Guys like Patterson aren’t easy to find, but the Eagles could well find themselves drafting a wide receiver in the first or second round. LSU wide receiver Odell Beckham Jr. averaged 26.4 yards per kickoff return and 8.4 yards per punt return. ESPN expert Mel Kiper Jr. had the Eagles taking Beckham in the first round in his recent mock draft.

Andrew Kulp of the 700 Level looks at Riley Cooper and the receiver situation.

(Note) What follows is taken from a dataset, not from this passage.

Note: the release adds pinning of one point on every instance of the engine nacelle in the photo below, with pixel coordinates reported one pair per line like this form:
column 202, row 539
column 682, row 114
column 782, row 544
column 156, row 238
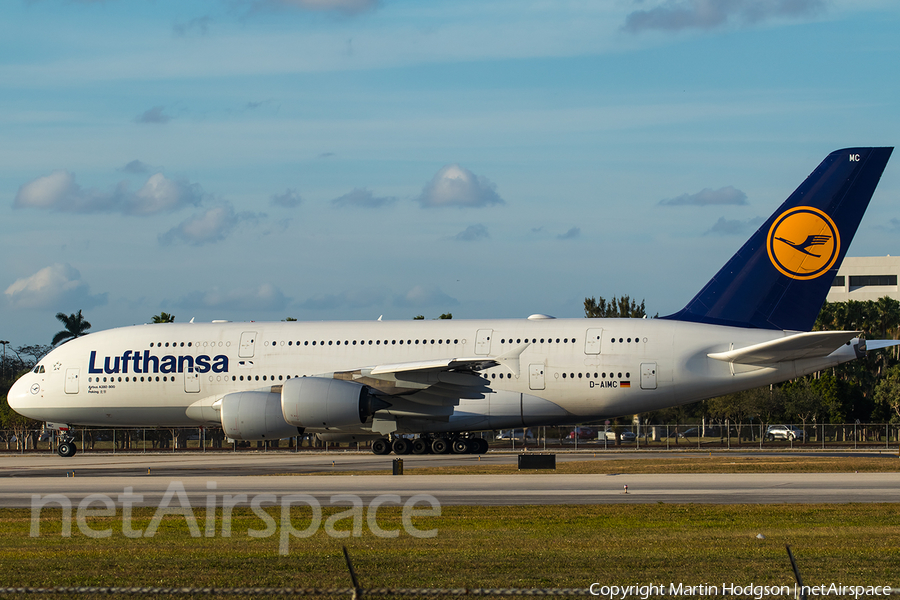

The surprising part about Cooper was he wound up being an adept deep threat, using his 6’3”, 222-pound frame to box out smaller defensive backs. With less than ideal speed though, it’s questionable whether he could match his 13 receptions of 20-plus yards.

The thing is, a team that doesn’t have a viable deep threat may be willing to pay for Cooper’s unique talent. There are multiple teams who didn’t have a single player with 13 receptions of 20 or more yards—the Eagles had three, and Maclin is perfectly capable of doing it as well.